Smartphone sales: The online Vs offline war is heating up
The online Vs offline war is now out in the open, atleast when it comes to mobile retailers. In first such instance of breaking out of a full scale war between offline mobile retailers and online sellers, the All India Mobile Retailers Association (AIMRA), an apex body representing 1.5 lakh plus mobile retailers in India, is up in arms against their online counterparts.
The online Vs offline war is now out in the open, atleast when it comes to mobile retailers. In first such instance of breaking out of a full scale war between offline mobile retailers and online sellers, the All India Mobile Retailers Association (AIMRA), an apex body representing 1.5 lakh plus mobile retailers in India, is up in arms against their online counterparts. AIMRA has labelled charges of unethical, discriminatory and monopolistic business practices on online sales platforms, which, in turn, has landed them in great trouble. This assumes great significance in the wake of the new existential challenges being faced by the mobile retailers, who are burning midnight oils to work out a counter strategy and an action plan.
Mind you that the Indian smartphone market is estimated to be $38 billion. And Indian smartphone market is the biggest and fastest growing mobile phone market in the world. Some of the top global mobile phone brands have registered their highest shipments to India in 2021. Due to the fallout of the Covid impact, the online platform currently accounts for fifty per cent of the smart phone sales in India. That's when the problem began.
The foray of big cash-rich and technology-driven companies in the retail sector has thrown up new opportunities and challenges for the small retailers in the mobile phone sector. A new discriminatory environment has emerged in India where big players flout norms with impunity thus threatening the small retailers. Atleast that's what the physical retailer feel. They are well set to approach the Centre with a charter of demands to ensure the protection of over 150,000 brick-and-mortar mobile retailers across the country, who, according to them, are struggling to compete with the tech giants and unethical business practices by many online sales channels and portals. These small to mid-sized retailers are of the view that the government must formulate new regulations or at least strengthen the existing ones to stop unethical business practices by some of the big players. They demand that the government must step in to ensure transparency in business operations.
Then GST is another sore issue faced by these mobile retailers. The government must take steps to make GST norms easy for mobile retailers to understand and comply easily. The current GST regime remains a concern for small mobile retailers, who find it complicated and not conducive for doing business.
Over the last two years, Covid-19 had become a huge catalyst for the growth of online commerce, even bringing in new users from non-urban India. The convenience, cheaper prices, accessibility, and an array of choices offered by ecommerce platforms remains unmatched by offline shopping. The Indian ecommerce sector is expected to grow 21 per cent annually over the next four years, a 2021 Global Payments report states, buoyed by an acceleration in digital adoption during the lockdowns. Retailers who haven't undertaken technological transformations over the last two pandemic years are getting left behind - and the longer they take to digitise, the further back they fall.
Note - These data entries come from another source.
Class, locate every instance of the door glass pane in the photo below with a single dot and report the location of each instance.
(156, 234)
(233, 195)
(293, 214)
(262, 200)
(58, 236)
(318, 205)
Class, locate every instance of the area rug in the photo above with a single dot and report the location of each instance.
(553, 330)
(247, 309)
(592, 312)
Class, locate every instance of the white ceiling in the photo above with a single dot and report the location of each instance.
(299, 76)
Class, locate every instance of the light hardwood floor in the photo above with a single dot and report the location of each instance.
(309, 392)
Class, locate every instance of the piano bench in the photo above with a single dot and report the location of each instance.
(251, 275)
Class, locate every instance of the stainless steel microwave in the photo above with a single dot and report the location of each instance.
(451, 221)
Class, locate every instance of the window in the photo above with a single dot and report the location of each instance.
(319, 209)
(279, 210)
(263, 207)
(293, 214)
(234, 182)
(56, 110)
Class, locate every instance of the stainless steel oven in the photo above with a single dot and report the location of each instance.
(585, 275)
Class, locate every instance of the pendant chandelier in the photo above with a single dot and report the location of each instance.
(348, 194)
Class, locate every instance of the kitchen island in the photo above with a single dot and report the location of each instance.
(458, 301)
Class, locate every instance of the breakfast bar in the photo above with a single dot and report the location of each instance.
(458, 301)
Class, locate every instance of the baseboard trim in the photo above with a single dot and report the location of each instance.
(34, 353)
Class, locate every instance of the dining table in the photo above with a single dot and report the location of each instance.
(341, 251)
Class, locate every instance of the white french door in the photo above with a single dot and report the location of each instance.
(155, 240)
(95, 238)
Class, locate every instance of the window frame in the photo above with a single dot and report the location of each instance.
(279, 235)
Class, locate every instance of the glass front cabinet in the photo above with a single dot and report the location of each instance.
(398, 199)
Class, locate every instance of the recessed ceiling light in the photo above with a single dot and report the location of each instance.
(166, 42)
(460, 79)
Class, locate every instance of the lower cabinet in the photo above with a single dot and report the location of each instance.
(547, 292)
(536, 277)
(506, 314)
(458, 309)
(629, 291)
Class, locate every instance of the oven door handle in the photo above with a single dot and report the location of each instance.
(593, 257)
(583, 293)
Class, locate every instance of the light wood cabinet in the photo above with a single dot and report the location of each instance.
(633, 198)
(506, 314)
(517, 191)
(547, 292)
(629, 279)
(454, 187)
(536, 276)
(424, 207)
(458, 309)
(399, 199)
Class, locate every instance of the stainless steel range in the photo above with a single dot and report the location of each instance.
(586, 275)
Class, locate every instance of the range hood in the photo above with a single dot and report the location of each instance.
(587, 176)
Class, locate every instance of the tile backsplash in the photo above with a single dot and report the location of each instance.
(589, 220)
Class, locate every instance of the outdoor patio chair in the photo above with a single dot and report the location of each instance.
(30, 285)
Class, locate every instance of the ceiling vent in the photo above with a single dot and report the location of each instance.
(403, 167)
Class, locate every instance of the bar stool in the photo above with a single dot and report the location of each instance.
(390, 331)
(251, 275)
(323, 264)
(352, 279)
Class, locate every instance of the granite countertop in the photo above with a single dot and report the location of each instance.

However, with the world now seemingly returning to pre-Covid-19 life, a new hybrid commerce model is emerging that combines the power of online commerce backed by data analytics with offline stores, essentially helping them operate as a physical manifestation of their online experience. The mobile retail segment is no exception. Therefore, the government needs to take a balanced approach in facilitating a ceasefire between the two warring camps.